According to reports, both the UK and German administrations are looking to protect jobs in the potential merger deal of the Vauxhall and PSA group.
Reports said that authorities were apprehensive following PSA Group’s announcement that it was in talks to take over General Motors’ loss-making European business Opel. Opel has thousands of workers at its plants in Germany and UK arm Vauxhall.
UK’s business Secretary Greg Clark said in a statement that he would make a “strong case” for the companies to keep manufacturing in the UK. He reportedly met with union officials to discuss the future of Vauxhall, which employs 4,500 staff at plants at Ellesmere Port and Luton.
In the meantime, Germany’s officials has also showed their concerns and frustrations with the possible deal.
German economy Minister Brigitte Zypries said it was “unacceptable” that Opel and French firm PSA had not referred ministers or unions before going ahead with the discussions.

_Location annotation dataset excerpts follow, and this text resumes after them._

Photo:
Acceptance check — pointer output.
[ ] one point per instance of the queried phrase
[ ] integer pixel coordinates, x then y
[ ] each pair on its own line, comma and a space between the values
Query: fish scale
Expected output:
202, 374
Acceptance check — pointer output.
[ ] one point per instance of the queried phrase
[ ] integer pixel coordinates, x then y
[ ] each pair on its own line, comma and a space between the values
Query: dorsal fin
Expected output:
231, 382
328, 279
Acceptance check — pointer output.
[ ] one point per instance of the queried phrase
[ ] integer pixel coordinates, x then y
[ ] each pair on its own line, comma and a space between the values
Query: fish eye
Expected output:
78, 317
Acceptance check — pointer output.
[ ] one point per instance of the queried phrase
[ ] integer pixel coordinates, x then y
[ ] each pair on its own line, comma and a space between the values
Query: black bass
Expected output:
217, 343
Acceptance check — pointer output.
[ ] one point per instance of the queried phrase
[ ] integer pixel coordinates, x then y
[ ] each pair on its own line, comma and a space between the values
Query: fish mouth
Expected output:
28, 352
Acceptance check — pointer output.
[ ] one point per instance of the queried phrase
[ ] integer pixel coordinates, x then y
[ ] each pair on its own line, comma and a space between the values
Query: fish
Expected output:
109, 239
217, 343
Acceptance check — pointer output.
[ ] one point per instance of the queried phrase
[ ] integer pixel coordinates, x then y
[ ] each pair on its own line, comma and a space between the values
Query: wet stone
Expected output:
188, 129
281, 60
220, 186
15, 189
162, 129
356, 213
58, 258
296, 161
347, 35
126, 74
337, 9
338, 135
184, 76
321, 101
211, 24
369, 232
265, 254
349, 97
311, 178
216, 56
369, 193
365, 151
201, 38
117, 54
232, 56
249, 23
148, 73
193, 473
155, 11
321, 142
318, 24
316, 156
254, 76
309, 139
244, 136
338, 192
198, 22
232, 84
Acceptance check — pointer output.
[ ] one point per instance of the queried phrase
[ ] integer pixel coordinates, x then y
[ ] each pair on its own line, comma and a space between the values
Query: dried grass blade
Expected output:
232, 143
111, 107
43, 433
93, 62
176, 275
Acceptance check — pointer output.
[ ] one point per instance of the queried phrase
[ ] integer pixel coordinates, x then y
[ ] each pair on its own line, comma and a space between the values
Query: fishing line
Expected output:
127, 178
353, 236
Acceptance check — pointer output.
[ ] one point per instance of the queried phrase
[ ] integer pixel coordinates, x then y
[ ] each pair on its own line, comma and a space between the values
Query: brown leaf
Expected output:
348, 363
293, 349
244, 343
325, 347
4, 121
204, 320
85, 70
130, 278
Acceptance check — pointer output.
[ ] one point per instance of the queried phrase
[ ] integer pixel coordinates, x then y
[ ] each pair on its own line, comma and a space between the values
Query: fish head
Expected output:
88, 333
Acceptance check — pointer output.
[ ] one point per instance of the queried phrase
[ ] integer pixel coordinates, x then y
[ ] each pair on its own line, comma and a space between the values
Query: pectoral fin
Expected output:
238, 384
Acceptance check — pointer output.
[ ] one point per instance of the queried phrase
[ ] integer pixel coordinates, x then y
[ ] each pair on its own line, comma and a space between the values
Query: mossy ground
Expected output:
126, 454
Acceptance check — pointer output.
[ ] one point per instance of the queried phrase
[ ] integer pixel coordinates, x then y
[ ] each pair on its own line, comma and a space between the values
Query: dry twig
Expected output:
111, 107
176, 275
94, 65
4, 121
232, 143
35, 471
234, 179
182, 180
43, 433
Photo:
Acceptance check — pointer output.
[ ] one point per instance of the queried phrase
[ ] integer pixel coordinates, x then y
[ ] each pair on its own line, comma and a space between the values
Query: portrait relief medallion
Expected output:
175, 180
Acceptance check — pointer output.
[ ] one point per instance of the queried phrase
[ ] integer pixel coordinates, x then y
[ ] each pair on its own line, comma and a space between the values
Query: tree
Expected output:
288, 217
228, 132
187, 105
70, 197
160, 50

Spokesperson of German Chancellor Angela Merkel said that the officials will discuss the deal with the French government in an effort to limit the potential impact on German workers, Chancellor Angela Merkel’s spokesman said.
With an aim to hold the outrage, General Motors (GM) chief executive Mary Barra reportedly travelled to Germany to answer questions about the deal on Wednesday.
Maker of Peugeot cars, PSA group also revealed that its chief executive Carlos Tavares is planning to meet senior German officials, possibly including Mrs Merkel, in the coming days.
Opel employs about half its workers, about 19,000 people, in Germany.
PSA group’s, which is partially owned by the French state, proclamation comes a week after US car-maker giant GM posted a loss of $257 million from its European operations last year. Which also marks the 16th consecutive loss-making year for the giant in Europe, bringing its cumulated losses on the area since 2000 to above $15 billion.